Treaty Energy Corp. (OTC: TECO) has signed contracts to begin drilling two self-funded and already permitted wells in Tuscola, Texas.

Drilling is expected to begin as early as Sept. 21, but may begin as late as Sept. 25.

On June 28, Treaty Energy acquired a working interest on the Stockton lease from U.S. Fuels Inc. of Breckenridge, Texas. This working interest included a 75% net revenue interest and a 100% working interest. The remaining 25% net revenue interest is dedicated to existing overriding royalty interests.

On July 17, the company completed survey work and were solidifying plans to drill two offset wells from the Mitchell lease on the Stockton lease. Requests for drilling permits were filed approximately two weeks after survey work was completed. The company received permitted approval to drill the two wells on Aug. 6 from the Texas Railroad Commission (TRRC).

The company finalized and signed contracts on Sept. 11 to begin drilling the two planned wells on the Stockton lease. As previously announced, the company has sought no partners on the project and will be completely self-funded. The company's self-funding grants 100% of the 75% net revenue interest as revenue for the company.

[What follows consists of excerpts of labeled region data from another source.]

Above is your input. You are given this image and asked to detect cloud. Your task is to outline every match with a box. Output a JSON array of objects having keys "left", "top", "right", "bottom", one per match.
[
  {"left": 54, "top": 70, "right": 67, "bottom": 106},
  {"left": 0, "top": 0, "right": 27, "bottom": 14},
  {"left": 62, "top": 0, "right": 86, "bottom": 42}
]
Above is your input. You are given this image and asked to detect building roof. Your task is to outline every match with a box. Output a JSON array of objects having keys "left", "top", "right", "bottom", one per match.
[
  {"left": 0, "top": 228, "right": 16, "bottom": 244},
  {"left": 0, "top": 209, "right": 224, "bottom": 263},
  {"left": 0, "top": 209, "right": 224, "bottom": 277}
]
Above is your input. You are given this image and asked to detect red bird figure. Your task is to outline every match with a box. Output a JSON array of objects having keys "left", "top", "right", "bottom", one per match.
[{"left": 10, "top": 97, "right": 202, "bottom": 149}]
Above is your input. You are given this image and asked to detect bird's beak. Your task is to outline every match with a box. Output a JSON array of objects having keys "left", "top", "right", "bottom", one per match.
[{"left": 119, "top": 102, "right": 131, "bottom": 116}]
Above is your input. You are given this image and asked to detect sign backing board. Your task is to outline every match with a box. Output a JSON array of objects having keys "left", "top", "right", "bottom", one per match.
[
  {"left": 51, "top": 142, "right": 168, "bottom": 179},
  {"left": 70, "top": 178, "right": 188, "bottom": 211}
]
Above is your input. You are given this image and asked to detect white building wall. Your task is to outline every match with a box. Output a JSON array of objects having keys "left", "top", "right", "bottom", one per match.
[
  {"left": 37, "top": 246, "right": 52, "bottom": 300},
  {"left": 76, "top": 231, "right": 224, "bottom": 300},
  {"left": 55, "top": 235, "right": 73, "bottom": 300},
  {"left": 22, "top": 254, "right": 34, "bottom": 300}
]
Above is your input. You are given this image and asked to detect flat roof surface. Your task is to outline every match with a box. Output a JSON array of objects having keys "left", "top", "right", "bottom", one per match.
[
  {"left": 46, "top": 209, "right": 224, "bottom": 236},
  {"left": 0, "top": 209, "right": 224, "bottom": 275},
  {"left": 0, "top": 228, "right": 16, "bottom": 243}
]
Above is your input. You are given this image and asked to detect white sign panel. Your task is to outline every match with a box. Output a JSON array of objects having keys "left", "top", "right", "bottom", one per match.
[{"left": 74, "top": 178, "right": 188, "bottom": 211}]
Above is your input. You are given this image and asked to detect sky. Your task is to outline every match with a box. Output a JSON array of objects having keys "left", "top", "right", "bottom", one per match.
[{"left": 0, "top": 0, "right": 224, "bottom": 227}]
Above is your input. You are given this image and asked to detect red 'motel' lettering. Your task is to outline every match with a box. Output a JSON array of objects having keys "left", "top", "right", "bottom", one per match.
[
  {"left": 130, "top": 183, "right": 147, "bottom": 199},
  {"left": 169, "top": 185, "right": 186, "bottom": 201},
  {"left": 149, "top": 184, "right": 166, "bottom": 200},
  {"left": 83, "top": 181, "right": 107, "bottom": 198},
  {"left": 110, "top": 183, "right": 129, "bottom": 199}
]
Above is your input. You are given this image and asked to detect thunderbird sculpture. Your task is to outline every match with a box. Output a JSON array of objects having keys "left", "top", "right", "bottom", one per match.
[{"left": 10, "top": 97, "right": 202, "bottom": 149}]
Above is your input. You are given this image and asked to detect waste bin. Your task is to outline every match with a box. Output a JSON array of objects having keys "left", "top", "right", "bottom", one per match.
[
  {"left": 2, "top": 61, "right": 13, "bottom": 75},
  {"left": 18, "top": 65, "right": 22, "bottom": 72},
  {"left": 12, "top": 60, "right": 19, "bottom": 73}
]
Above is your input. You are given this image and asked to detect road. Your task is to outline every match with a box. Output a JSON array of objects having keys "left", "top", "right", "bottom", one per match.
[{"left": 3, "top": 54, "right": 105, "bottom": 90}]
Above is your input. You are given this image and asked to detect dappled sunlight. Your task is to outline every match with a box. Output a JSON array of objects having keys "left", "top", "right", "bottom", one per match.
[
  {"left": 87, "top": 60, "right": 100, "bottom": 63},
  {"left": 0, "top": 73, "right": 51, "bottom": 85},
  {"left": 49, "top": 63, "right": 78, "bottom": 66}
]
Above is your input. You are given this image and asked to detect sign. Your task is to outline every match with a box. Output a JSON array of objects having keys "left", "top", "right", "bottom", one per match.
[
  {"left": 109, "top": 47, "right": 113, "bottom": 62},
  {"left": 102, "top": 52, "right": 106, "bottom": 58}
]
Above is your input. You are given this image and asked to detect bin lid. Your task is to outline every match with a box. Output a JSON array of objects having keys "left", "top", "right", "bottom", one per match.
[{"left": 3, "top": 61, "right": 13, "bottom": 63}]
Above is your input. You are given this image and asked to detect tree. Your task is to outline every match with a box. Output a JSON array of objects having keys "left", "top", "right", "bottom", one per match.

Due to proximity and same field geology, initial production numbers and estimated production rates are expected to be similar to the Mitchell #4 well, which received an initial production rate of 61 barrels per day (bbl/d) of oil and an announced production rate of 45 to 50 bbl/d of oil. Both wells will be drilled to an approximate depth of 4800 feet and will be drilled sequentially. Based on the Mitchell's production rates, the Stockton wells combined are expected to bring in $205,000 in revenue within 30 days of completion.

As part of the Stockton lease development, the company recently purchased the Stockton #1 well. The strategic Stockton #1 purchase reduced the capital needed to begin work on the project by supplying an existing oil and gas infrastructure, namely the tank batteries and water separators. Both of these were recently repaired by the company in order to remove the Mitchell #1 from severance.

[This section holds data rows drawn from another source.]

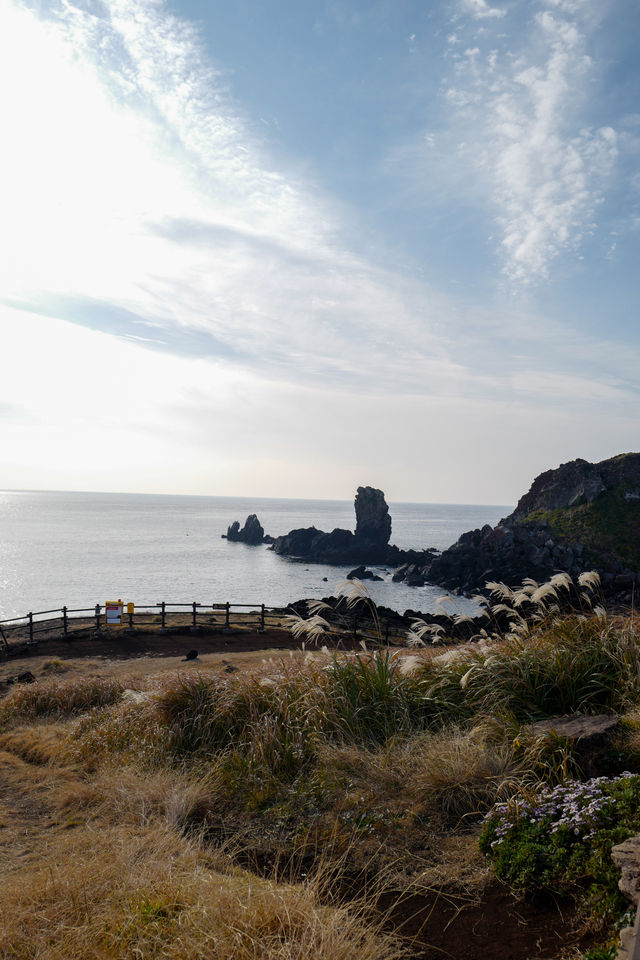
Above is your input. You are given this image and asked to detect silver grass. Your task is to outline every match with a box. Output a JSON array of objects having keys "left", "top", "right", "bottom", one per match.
[
  {"left": 485, "top": 580, "right": 513, "bottom": 600},
  {"left": 549, "top": 572, "right": 573, "bottom": 589},
  {"left": 578, "top": 570, "right": 600, "bottom": 590}
]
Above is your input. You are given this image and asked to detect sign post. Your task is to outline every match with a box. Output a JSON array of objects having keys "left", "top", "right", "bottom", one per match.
[{"left": 104, "top": 600, "right": 122, "bottom": 626}]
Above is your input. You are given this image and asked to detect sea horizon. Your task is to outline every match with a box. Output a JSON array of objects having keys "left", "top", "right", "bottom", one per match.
[{"left": 0, "top": 489, "right": 512, "bottom": 620}]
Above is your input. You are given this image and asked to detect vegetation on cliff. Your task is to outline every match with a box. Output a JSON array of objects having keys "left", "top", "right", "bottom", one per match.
[{"left": 0, "top": 575, "right": 640, "bottom": 960}]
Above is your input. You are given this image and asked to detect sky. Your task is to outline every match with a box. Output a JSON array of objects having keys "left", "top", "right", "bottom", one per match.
[{"left": 0, "top": 0, "right": 640, "bottom": 504}]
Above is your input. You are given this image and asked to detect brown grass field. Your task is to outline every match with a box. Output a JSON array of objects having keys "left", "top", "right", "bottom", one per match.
[{"left": 0, "top": 596, "right": 636, "bottom": 960}]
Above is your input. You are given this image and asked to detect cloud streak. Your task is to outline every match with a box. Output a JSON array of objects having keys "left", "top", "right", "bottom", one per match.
[{"left": 443, "top": 0, "right": 618, "bottom": 284}]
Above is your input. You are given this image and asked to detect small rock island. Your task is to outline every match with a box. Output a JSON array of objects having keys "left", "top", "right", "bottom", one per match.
[
  {"left": 222, "top": 513, "right": 273, "bottom": 547},
  {"left": 273, "top": 487, "right": 437, "bottom": 568}
]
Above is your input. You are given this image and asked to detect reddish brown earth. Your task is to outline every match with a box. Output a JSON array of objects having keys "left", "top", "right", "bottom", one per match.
[{"left": 379, "top": 880, "right": 592, "bottom": 960}]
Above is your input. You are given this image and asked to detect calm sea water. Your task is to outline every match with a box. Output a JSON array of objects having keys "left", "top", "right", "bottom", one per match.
[{"left": 0, "top": 491, "right": 512, "bottom": 619}]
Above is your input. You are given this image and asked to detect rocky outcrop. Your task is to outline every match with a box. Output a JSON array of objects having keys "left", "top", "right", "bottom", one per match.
[
  {"left": 427, "top": 453, "right": 640, "bottom": 597},
  {"left": 525, "top": 713, "right": 620, "bottom": 779},
  {"left": 222, "top": 513, "right": 272, "bottom": 547},
  {"left": 273, "top": 487, "right": 438, "bottom": 568},
  {"left": 347, "top": 566, "right": 383, "bottom": 581},
  {"left": 273, "top": 487, "right": 391, "bottom": 563},
  {"left": 353, "top": 487, "right": 391, "bottom": 553}
]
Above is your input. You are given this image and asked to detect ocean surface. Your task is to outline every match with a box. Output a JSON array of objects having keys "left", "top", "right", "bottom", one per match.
[{"left": 0, "top": 491, "right": 513, "bottom": 620}]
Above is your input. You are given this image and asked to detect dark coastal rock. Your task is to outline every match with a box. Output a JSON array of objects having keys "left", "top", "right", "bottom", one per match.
[
  {"left": 529, "top": 713, "right": 620, "bottom": 778},
  {"left": 272, "top": 487, "right": 438, "bottom": 568},
  {"left": 427, "top": 453, "right": 640, "bottom": 601},
  {"left": 273, "top": 487, "right": 391, "bottom": 563},
  {"left": 347, "top": 566, "right": 382, "bottom": 581},
  {"left": 222, "top": 513, "right": 266, "bottom": 547},
  {"left": 354, "top": 487, "right": 391, "bottom": 552}
]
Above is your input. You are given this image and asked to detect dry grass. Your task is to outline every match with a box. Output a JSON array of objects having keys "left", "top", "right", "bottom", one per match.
[{"left": 0, "top": 824, "right": 408, "bottom": 960}]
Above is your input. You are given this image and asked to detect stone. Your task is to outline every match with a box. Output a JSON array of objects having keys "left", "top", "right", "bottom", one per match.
[
  {"left": 611, "top": 835, "right": 640, "bottom": 906},
  {"left": 530, "top": 713, "right": 620, "bottom": 778},
  {"left": 426, "top": 453, "right": 640, "bottom": 602},
  {"left": 273, "top": 487, "right": 397, "bottom": 576},
  {"left": 222, "top": 513, "right": 265, "bottom": 547},
  {"left": 353, "top": 487, "right": 391, "bottom": 549}
]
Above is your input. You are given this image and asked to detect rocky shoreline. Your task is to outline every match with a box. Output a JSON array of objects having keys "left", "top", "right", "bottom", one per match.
[{"left": 223, "top": 453, "right": 640, "bottom": 603}]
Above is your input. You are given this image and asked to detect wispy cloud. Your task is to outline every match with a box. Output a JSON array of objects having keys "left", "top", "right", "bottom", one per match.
[
  {"left": 0, "top": 0, "right": 460, "bottom": 390},
  {"left": 443, "top": 0, "right": 618, "bottom": 283},
  {"left": 462, "top": 0, "right": 506, "bottom": 20}
]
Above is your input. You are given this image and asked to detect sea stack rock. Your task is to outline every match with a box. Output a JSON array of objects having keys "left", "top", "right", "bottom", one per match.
[
  {"left": 273, "top": 487, "right": 391, "bottom": 564},
  {"left": 222, "top": 513, "right": 265, "bottom": 547},
  {"left": 353, "top": 487, "right": 391, "bottom": 554}
]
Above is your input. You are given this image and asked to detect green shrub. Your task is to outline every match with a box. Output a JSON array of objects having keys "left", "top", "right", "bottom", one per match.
[{"left": 480, "top": 773, "right": 640, "bottom": 916}]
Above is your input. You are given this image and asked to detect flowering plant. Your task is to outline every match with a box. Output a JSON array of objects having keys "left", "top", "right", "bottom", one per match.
[{"left": 480, "top": 773, "right": 640, "bottom": 891}]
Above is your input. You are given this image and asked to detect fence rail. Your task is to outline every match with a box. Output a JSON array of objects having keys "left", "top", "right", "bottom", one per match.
[{"left": 0, "top": 600, "right": 402, "bottom": 650}]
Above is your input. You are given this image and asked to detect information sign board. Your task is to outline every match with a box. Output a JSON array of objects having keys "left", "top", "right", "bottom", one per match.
[{"left": 104, "top": 600, "right": 122, "bottom": 625}]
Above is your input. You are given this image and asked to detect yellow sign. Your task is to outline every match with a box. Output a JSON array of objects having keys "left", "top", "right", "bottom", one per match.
[{"left": 104, "top": 600, "right": 122, "bottom": 625}]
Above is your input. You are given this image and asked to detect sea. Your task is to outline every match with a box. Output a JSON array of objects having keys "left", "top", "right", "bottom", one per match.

The company plans to complete site preparations by the end of this week and will begin drilling shortly thereafter. The exact start date is dependent on the completion of another scheduled drilling project and completion of the site preparations. Well operations and drilling oversight on the Stockton lease will be handled by David Jakobot of U.S. Fuels Inc.

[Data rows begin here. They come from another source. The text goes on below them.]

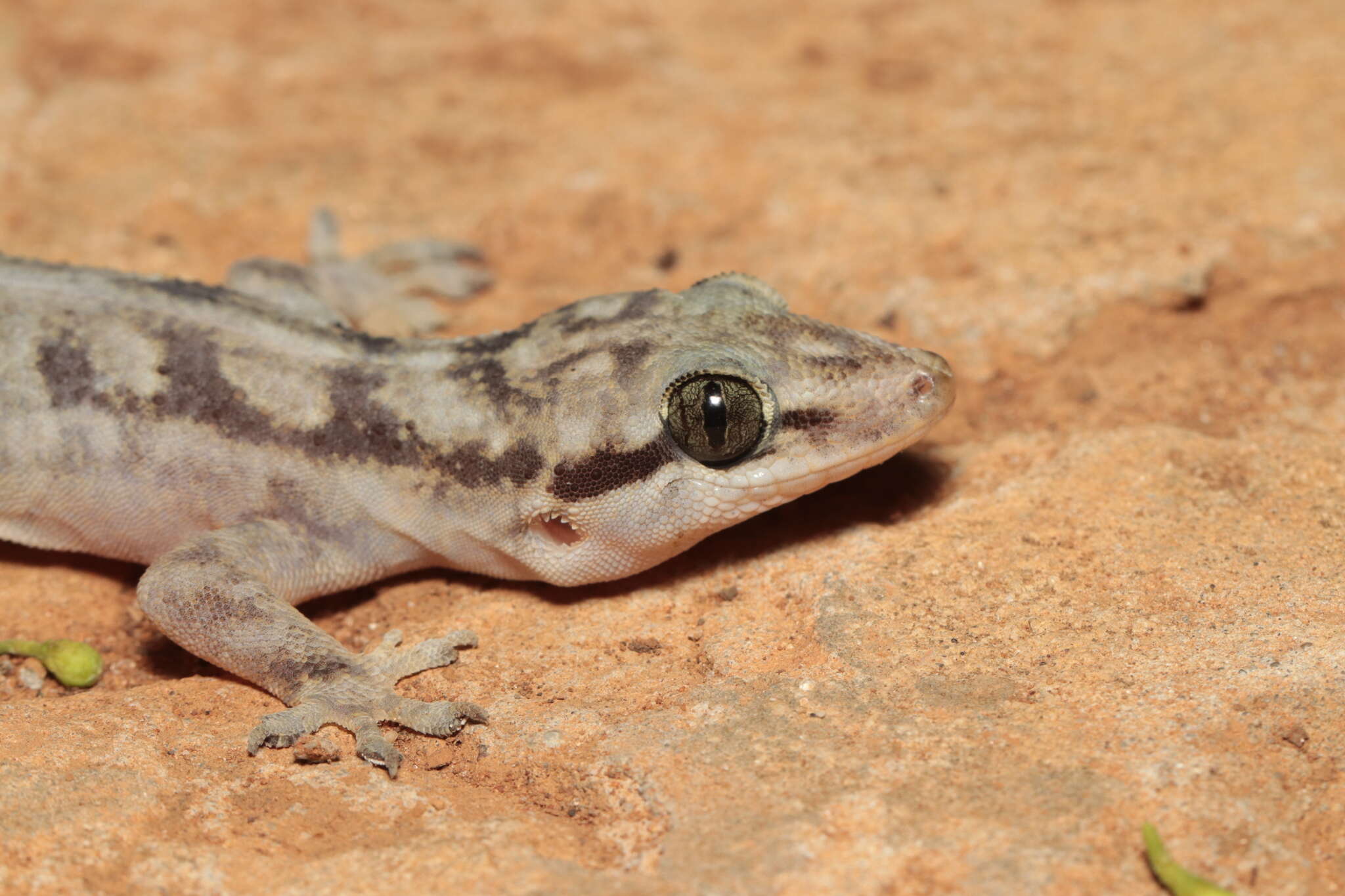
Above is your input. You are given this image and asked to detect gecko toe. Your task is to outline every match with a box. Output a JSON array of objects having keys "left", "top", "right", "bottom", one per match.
[
  {"left": 248, "top": 705, "right": 327, "bottom": 756},
  {"left": 376, "top": 631, "right": 476, "bottom": 681},
  {"left": 349, "top": 716, "right": 402, "bottom": 778},
  {"left": 395, "top": 700, "right": 485, "bottom": 738}
]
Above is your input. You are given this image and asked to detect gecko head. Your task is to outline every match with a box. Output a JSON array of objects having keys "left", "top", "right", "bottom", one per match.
[{"left": 508, "top": 274, "right": 954, "bottom": 584}]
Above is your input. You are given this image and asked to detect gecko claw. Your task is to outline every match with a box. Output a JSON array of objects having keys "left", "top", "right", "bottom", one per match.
[{"left": 248, "top": 630, "right": 487, "bottom": 778}]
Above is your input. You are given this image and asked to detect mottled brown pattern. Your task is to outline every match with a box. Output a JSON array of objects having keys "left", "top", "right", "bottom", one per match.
[
  {"left": 37, "top": 329, "right": 97, "bottom": 407},
  {"left": 780, "top": 407, "right": 837, "bottom": 430},
  {"left": 548, "top": 435, "right": 676, "bottom": 501}
]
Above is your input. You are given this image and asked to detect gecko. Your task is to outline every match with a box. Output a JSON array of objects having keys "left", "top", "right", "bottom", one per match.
[{"left": 0, "top": 213, "right": 955, "bottom": 777}]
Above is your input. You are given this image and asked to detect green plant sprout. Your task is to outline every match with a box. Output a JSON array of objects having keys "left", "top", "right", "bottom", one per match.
[
  {"left": 1141, "top": 822, "right": 1233, "bottom": 896},
  {"left": 0, "top": 638, "right": 102, "bottom": 688}
]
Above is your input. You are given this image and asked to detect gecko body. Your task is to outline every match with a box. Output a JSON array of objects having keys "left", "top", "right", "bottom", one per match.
[{"left": 0, "top": 220, "right": 954, "bottom": 774}]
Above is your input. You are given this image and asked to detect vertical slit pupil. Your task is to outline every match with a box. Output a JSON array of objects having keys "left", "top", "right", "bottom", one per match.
[{"left": 701, "top": 380, "right": 729, "bottom": 449}]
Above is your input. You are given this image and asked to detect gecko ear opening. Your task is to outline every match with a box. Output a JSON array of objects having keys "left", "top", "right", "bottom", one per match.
[{"left": 529, "top": 511, "right": 584, "bottom": 548}]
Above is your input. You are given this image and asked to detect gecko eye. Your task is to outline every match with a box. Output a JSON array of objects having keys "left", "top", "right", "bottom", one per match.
[{"left": 661, "top": 373, "right": 765, "bottom": 466}]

"The company is excited to begin the Stockton project and shareholders should be excited as well. The Stockton project will continue to move the Company closer to cash flow positive status and will provide us with more capital to start new projects and revamp existing operations. Initial revenue from the Stockton wells will be used to return to the Madeley 'F', Lakeshore and Hill leases in East Texas," Andrew Reid, Treaty Energy CEO, said in the release.

Treaty Energy Corp. is an exploration stage company engaged in the acquisition, development, and production of crude oil and natural gas properties. The company is based in New Orleans.